02 October 2015

0004 | Pew pew

Not all of these entries will be worth a damn. Sometimes I'll just have to get something off my mind. Some days looking outward takes up the space that looking inward took the day before. Or I don't want to record the most honest thing for posterity. That shit's private, man.

I haven't reached anything that's too precious to examine out loud yet. Even still, sometimes I hit a rich vein, sometimes I'm just digging. I think today I'm just showing up and working the program. Not that program. Ben and I will probably enjoy a yummy bourbon this evening and watch the sun set behind the western mountain range.

I had a third phone interview with K2 today. My brain is fully engaged. I am on fire. I might throw up. Just considering going back to work in corporate America sends me into a spin. I'm vibrating and having a difficult time pinpointing whether it's fear, excitement, or a visceral reaction to the idea of re-entering a world that largely resists beauty and soul with all of its might. Maybe it's a combination of all three.

Reading my list of what would drive me to accept a position in corporate America, I decided it was too silly and full of corporate propaganda to publish. Tucked among some really good and some terribly stupid reasons for wanting to go back to work, I am unable to deny the fact that I, in my love of shape-shifting, look forward to a new professional wardrobe.
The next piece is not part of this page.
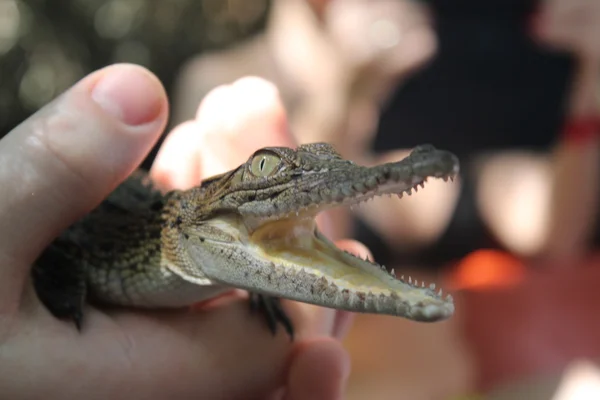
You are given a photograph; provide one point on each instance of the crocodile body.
(251, 228)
A pencil skirt and classic, pointy heels make me feel invincible. I'd feel differently if I was being chased down a dark alley in such an outfit, but in front of a whiteboard, the world is my oyster.

And among the reasons I wouldn't go back? It's too embarrassing. Don't make me say it. I really hate this part.
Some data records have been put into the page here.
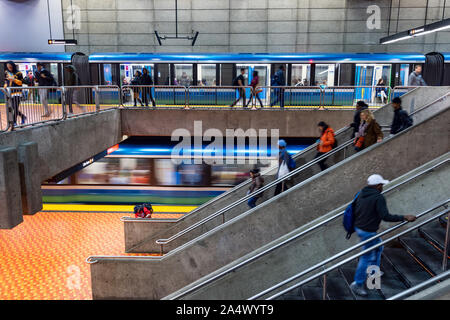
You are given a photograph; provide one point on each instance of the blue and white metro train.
(219, 69)
(141, 169)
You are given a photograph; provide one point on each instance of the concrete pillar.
(30, 178)
(10, 197)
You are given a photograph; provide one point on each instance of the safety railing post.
(9, 110)
(97, 98)
(446, 245)
(63, 103)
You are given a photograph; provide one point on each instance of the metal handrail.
(259, 191)
(407, 292)
(344, 252)
(303, 233)
(7, 111)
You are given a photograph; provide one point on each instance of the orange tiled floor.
(41, 258)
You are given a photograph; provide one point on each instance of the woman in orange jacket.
(325, 143)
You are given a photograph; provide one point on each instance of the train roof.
(22, 57)
(117, 57)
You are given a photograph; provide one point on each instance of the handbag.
(284, 170)
(359, 141)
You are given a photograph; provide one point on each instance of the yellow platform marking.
(113, 208)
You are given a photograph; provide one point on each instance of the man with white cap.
(369, 210)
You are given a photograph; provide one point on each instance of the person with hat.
(285, 165)
(257, 183)
(369, 210)
(72, 80)
(44, 79)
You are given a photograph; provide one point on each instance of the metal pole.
(446, 245)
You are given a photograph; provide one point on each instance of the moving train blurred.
(141, 169)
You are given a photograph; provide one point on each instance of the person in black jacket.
(360, 106)
(146, 80)
(369, 210)
(401, 119)
(44, 79)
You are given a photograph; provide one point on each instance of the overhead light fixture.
(67, 42)
(417, 32)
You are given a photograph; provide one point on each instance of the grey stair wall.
(141, 278)
(141, 236)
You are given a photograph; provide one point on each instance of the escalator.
(407, 262)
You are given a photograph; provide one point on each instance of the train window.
(207, 75)
(324, 74)
(301, 75)
(183, 74)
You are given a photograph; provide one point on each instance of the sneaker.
(358, 289)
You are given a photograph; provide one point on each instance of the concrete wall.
(141, 236)
(255, 25)
(143, 278)
(25, 26)
(287, 260)
(290, 123)
(64, 144)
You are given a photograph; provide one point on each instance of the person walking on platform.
(285, 165)
(279, 80)
(44, 79)
(146, 80)
(369, 131)
(415, 78)
(14, 79)
(72, 93)
(401, 119)
(360, 106)
(239, 81)
(255, 89)
(369, 210)
(325, 143)
(257, 183)
(136, 81)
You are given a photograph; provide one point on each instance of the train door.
(367, 76)
(206, 75)
(263, 74)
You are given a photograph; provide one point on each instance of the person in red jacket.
(325, 143)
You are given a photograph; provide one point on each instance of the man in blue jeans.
(369, 210)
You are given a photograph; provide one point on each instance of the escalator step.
(406, 266)
(349, 273)
(434, 233)
(312, 293)
(429, 257)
Fear. The dumbest reast reason in the world not to do a thing that isn't going to kill you or cause you harm. Do I fear that office life will suck my soul? Not in the least. My soul is enormous. I fear failure. The part in the beginning when you don't know anything. The looking like a fool part. Is this a realistic fear? I don't know. I don't know in situations where you're supposed to know is generally yes. I have ridiculously low self-confidence in a world that measures people by their external ambitions and quantifiable achievements rather than the juicy, sticky stuff like curiosity, creativity, compassion, capacity for love. I am not at all arguing that there is no place for ambition and achievements--I just get a litlle freaked out in a crowd, especially when I'm in the minority. I take responsilibilty for my own feelings about it.
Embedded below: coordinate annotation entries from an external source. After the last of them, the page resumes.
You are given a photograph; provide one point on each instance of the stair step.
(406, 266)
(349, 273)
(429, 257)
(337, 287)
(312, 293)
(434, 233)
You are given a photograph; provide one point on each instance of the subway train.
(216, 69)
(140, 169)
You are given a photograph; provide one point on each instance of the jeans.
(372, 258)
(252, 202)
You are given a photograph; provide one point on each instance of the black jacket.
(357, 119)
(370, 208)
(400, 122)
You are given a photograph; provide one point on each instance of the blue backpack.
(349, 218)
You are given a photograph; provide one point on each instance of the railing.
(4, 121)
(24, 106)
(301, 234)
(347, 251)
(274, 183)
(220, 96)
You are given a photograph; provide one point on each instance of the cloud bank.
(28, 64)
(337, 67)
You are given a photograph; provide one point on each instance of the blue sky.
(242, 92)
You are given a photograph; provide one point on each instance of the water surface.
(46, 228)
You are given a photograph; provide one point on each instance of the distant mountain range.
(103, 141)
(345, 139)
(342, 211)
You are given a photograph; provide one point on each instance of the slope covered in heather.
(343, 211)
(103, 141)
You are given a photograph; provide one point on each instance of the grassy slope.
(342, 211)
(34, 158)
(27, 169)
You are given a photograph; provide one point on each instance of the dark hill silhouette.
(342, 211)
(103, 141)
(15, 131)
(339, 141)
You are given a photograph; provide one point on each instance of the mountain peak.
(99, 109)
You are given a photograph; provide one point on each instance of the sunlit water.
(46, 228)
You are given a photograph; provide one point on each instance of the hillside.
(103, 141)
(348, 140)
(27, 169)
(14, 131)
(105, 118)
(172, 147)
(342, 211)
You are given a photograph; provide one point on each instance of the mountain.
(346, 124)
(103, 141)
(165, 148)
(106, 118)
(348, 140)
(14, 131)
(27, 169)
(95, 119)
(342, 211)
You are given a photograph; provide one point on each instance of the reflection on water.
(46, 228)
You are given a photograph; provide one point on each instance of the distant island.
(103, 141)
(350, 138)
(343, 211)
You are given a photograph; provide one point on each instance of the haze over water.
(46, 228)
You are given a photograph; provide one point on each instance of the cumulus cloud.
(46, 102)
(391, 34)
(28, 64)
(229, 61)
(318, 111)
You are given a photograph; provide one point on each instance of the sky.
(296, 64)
What do I have to prove? What do I have to gain? What do I have to lose? Where does my ego fit in to all this? Hopefully not right smack in the middle of everything. I'll be interrogating myself for the answer to that on my walk this evening.

I had to meditate for a few minutes before my phone call because my heart was racing and my mind was wandering at high speeds, a sure way to get into an accident. I gave myself a little mantra for the call: I seek clarity; I desire nothing. It helped. And I'm still working on that one three hours after the call ended.

I should really choose to focus my attention where it is required. I'm pretty sure that in the bigger picture, my anxiety over sucking in a corporate setting is both unfounded and ridiculous. It's ridiculous because it doesn't really matter. There are more important questions to be asked and answered. What is my super power? My secret weapon? What is my life's work? What do I enjoy? What do I love? What's important? What really, really matters? It seems that asking questions might just be my life's work. It is what I appear to do best, what I most enjoy.

So, where do I want to point this ray gun?